Another patient—my friend we will call Robert—came in one day for a regular check-up. He said, “From now on I am going to live my life in radical self-love.” From my understanding of how old feelings must come to the surface to resolve, I knew that as soon as he committed to self-love, his bodymind would push all his self-loathing feelings to the surface of his awareness. After those unconscious feelings were experienced, which releases them, his wellspring of self-love would become fully accessible.
As soon as it was appropriate, I muscle tested him. I silently asked his high self if he knew that all the unconscious ways he did not currently love his self must come to the surface to be released? I got a strongly affirmative answer. When I silently asked if he wanted me to tell him what was going to happen, I received a very strong no! I asked the same question several times and his high self made it clear that he knew that his choices would evoke a strong reaction in his body, but he did not want me to tell that to him.
I figured that he might be tempted to forego the plan if he consciously knew how intense his bodily reaction would be, so I muscle tested to determine when he was going to hit the wall. I “got” that six weeks from now he was going to plunge into his healing crisis, so I scheduled him to come in then.
As soon as he came into my treatment room he blurted out, “I can’t find a single reason to love myself.” I told him about muscle-testing him six weeks earlier, and his not wanting to know the outcome beforehand.

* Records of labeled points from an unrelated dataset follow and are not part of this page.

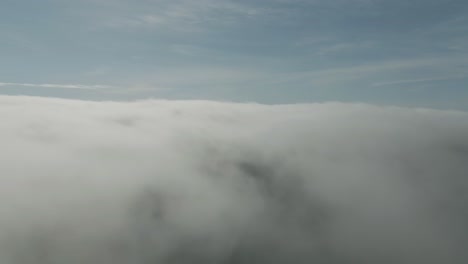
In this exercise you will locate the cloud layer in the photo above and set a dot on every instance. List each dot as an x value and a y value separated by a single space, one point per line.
210 182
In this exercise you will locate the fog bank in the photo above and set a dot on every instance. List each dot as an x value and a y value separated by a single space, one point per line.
175 182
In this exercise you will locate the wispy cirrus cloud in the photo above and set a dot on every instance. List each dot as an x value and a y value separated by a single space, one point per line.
58 86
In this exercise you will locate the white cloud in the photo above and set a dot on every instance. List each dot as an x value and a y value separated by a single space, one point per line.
209 182
60 86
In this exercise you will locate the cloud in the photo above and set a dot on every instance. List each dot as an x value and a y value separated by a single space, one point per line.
210 182
59 86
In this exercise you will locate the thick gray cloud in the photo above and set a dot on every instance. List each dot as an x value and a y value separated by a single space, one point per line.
210 182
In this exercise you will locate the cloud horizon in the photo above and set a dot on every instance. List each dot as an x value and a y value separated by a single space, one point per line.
178 182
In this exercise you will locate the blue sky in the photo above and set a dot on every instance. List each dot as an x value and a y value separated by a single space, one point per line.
399 52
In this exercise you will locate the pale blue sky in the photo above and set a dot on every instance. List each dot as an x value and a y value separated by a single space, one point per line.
399 52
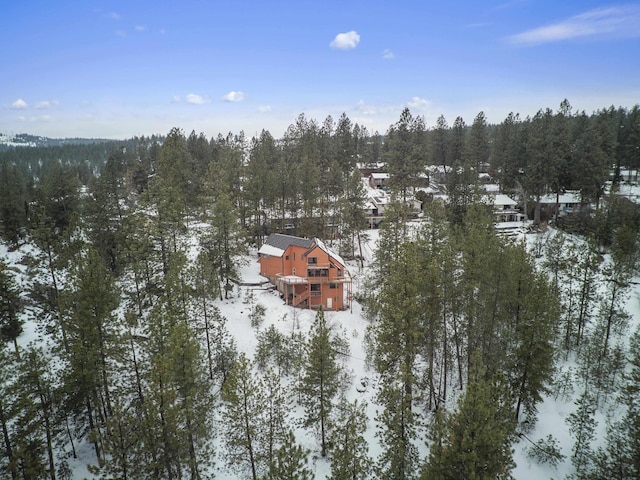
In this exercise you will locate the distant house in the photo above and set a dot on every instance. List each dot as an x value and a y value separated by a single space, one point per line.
565 203
378 179
378 201
504 209
305 272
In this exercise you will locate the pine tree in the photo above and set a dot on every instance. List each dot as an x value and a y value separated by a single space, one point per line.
405 152
290 463
476 442
11 305
582 427
13 201
243 408
322 380
350 456
92 337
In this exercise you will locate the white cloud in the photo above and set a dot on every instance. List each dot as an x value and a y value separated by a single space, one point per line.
19 104
196 99
46 104
388 54
234 96
417 102
346 41
613 22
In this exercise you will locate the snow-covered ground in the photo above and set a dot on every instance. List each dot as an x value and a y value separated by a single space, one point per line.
552 413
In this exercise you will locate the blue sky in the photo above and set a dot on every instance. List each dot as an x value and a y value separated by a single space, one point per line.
122 68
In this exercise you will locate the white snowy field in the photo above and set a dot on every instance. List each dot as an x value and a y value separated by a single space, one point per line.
551 417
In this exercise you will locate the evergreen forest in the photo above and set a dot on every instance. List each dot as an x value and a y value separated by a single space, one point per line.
121 261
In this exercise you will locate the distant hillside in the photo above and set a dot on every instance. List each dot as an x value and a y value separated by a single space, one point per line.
28 140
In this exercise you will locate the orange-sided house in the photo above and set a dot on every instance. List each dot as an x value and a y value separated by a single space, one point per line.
305 272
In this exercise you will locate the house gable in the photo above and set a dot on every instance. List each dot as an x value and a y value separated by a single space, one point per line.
305 272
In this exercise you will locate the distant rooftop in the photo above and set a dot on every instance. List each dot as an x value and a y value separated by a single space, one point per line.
281 241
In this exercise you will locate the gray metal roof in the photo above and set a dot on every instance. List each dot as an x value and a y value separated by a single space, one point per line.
282 241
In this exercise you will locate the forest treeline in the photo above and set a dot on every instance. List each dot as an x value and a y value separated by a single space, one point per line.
468 331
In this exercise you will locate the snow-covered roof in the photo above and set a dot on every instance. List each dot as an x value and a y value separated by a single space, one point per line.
333 255
491 188
282 241
568 197
379 176
293 279
501 199
267 249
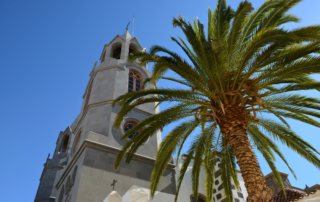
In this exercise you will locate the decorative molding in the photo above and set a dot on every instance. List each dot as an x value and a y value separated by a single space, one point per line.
102 147
43 199
99 104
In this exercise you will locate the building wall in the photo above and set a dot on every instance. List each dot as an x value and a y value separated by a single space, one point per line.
96 172
218 193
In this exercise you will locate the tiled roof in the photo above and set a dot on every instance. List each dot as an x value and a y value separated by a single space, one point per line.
313 196
292 195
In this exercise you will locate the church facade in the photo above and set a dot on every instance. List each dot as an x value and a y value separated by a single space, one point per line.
82 166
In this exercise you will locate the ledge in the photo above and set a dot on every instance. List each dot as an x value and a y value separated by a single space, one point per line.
102 147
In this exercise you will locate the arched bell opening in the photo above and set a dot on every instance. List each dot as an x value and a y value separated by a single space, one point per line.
116 51
201 198
132 49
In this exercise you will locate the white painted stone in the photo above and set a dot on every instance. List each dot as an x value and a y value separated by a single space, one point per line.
135 194
113 197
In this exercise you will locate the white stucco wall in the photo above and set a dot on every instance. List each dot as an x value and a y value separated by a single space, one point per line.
186 186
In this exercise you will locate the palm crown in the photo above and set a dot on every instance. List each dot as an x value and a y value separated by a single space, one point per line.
243 67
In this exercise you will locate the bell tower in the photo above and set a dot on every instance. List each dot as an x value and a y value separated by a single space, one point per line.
94 143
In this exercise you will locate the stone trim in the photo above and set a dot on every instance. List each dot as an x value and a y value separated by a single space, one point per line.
42 199
271 174
102 147
99 104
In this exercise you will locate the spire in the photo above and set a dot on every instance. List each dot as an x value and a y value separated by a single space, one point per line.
126 35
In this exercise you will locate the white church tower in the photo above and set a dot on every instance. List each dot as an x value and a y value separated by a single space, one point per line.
82 167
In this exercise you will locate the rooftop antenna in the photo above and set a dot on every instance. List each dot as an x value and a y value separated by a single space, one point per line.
133 25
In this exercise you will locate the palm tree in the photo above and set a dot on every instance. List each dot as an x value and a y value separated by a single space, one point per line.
242 77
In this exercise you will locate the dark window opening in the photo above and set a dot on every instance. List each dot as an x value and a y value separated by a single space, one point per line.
135 81
130 125
65 144
117 53
77 142
103 56
199 200
131 50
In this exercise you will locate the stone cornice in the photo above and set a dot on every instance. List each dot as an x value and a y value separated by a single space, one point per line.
99 104
102 147
43 199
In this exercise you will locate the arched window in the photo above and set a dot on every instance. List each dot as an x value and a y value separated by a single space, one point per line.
77 142
116 52
129 125
201 198
132 49
65 143
103 56
88 97
61 194
74 175
135 81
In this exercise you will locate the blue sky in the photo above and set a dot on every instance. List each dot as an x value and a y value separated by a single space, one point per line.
47 50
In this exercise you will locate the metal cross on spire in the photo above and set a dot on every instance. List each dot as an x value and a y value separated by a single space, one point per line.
113 184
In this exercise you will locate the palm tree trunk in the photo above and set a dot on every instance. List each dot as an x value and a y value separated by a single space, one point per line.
233 126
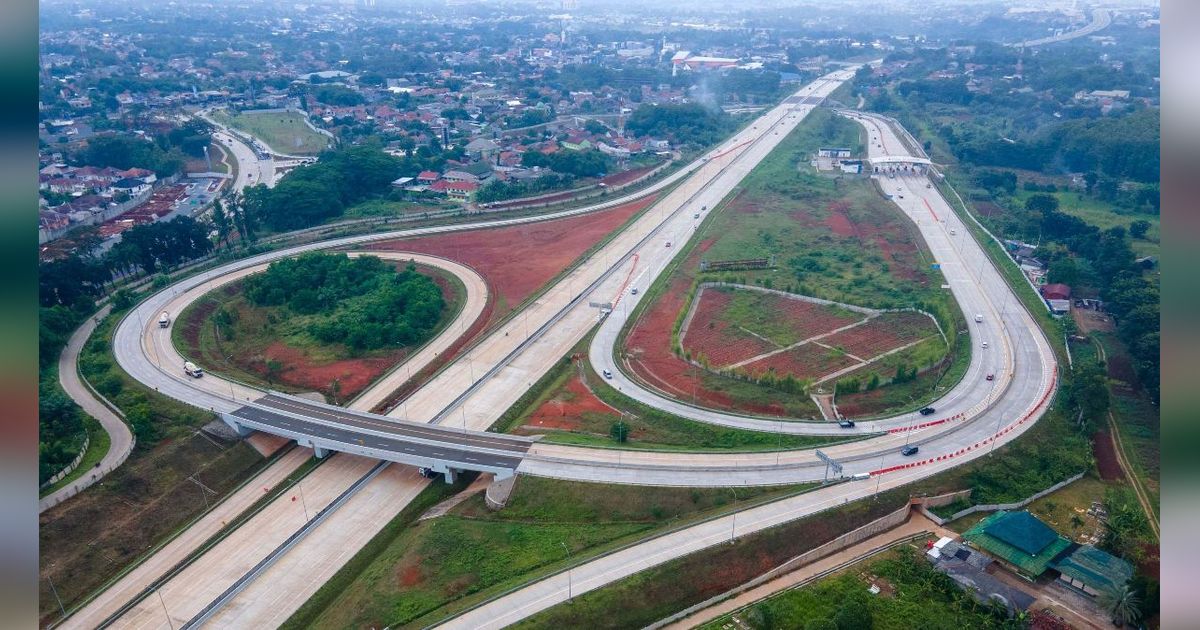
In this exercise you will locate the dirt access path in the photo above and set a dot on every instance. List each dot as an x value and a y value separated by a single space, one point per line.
1119 447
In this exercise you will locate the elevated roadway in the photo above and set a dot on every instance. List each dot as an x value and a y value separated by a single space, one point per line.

Then I explained to him that: when a person commits to something—anything—the liver starts up taking all the energy he will need in order to complete that mission. Then the bladder system pushes all the fears to the surface to be experienced. The act of experiencing feelings that come up releases them. And all those self-loathing feelings stood in the way of Robert actually living in radical self-love, so his bodymind had to push them to the surface of his awareness for release.
Our old fears come up anytime we begin a "hero’s journey." They always do! Most people only think their feelings. They talk about them or act them out; but they don’t actually go inside and experience them. If we don’t feel the fears, the dark thoughts our brain is forced to generate build up until our fears become sixty-feet tall fire-breathing dragons. Unfelt fears effectively block our path and stop our hero’s journey just as it's getting started. If we feel the fears, they dissolve into nothingness, effectively slaying the dragons of our old myths.
I told Robert that he had already passed the point of no return. At this point the only way out was to proceed through the process he started—that he was past the worst of it. By six months from now, half the time when he checks in, he will love himself. Within a year he can honestly say, “I live my life in radical self-love.”